[Date Prev][Date Next] [Thread Prev][Thread Next] [Date Index] [Thread Index]

Re: upstream bug fixes to procps



>> BTW, it is highly likely that your /bin/kill program is in violation
>> of the appropriate standards. I supply an alternative with procps that
>> you might want to consider using instead.
>
> Debian uses /bin/kill from our BSD utilities package (bsdutils) [1].
> If you would be kind to provide details on this, we could file a
> bug report and resolve it properly (by starting to use procps' kill).
> Thanks.
>
> [1] Source for which can be found at:
> ftp://ftp.debian.org/dists/slink/main/source/base/bsdutils_4.4.1.1.tar.gz

OK, you have several problems. I think it is funny that Red Hat and Debian
both ship with buggy kill commands, yet they do not share any source code.
Red Hat is using a GNU version that is actually more BSD-like than the BSD
code that Debian ships.

I'm looking at the Unix98 standard, which extends POSIX.

I'll start with a really minor issue.
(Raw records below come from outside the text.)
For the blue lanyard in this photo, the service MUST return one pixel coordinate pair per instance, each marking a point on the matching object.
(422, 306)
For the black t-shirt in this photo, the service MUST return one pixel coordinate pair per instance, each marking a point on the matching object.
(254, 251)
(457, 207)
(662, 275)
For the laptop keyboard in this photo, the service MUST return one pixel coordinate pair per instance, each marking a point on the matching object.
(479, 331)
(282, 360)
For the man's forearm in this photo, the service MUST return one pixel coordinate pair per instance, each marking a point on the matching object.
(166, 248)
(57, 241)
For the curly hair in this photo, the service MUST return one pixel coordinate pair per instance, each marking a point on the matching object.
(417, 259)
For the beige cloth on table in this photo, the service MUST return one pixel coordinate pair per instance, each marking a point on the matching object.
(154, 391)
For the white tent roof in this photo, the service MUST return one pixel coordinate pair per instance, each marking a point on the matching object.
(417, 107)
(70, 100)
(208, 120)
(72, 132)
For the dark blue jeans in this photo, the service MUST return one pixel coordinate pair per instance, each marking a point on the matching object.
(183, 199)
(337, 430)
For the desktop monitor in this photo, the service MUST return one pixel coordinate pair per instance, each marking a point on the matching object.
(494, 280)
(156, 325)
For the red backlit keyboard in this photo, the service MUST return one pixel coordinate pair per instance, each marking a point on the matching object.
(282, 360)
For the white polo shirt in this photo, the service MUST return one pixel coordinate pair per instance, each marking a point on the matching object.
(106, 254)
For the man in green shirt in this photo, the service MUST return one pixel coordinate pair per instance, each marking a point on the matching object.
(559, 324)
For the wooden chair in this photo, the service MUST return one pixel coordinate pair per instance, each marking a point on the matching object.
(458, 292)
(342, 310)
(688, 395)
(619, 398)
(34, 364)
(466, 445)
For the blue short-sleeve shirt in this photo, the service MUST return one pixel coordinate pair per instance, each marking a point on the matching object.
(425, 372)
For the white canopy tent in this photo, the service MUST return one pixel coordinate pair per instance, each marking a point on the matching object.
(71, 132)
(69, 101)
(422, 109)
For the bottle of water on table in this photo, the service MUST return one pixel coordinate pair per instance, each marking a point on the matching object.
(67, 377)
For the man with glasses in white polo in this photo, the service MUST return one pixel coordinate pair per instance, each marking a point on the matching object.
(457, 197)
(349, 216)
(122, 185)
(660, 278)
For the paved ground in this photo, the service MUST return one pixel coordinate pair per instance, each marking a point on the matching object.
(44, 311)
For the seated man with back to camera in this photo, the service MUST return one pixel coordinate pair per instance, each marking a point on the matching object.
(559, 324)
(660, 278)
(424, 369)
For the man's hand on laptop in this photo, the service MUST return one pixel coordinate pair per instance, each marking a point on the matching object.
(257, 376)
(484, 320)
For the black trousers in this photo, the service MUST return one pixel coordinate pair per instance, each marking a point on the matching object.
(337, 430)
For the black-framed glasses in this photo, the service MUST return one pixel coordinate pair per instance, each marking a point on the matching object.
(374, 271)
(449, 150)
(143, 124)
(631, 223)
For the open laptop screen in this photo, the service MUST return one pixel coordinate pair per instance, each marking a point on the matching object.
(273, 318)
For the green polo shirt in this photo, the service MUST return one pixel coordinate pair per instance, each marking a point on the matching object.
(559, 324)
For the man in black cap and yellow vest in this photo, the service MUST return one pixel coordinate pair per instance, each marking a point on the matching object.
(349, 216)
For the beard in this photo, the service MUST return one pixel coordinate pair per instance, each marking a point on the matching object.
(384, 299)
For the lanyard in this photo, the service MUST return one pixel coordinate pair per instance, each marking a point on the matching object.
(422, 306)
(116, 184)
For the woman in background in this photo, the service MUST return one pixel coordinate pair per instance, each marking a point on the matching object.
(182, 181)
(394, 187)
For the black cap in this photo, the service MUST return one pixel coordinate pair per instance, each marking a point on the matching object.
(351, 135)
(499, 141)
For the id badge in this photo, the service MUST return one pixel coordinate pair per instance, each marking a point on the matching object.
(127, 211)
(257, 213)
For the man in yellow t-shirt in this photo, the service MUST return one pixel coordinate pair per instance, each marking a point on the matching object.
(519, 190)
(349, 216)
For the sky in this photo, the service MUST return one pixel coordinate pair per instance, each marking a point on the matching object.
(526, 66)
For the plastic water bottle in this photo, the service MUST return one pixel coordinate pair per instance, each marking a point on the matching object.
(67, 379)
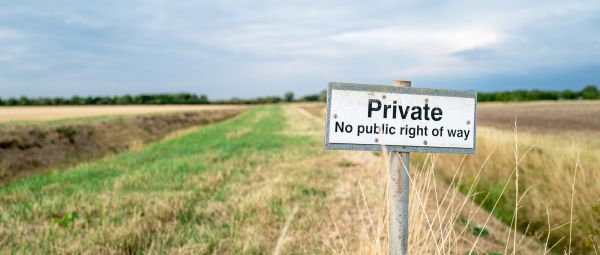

You are missing SIGPOLL, which is
a required signal.

These don't work properly:
   kill -l 11
   kill -l 139
Both should display "SEGV\n" as output. (not "SIGSEGV\n" like GNU kill)
The BSD code that Debian ships doesn't even support either command.
(note that 139 is the exit status of a command killed with SIGSEGV)

This doesn't work:    kill -s KILL 5281

This doesn't work:    kill -- 5320

BTW, there is a general Linux bug that prevents kill from being 100%
correct on the i386, m68k, ppc, and arm ports. We lack SIGSYS.
The alpha, mips, sparc, and sparc64 ports provide it and SIGEMT.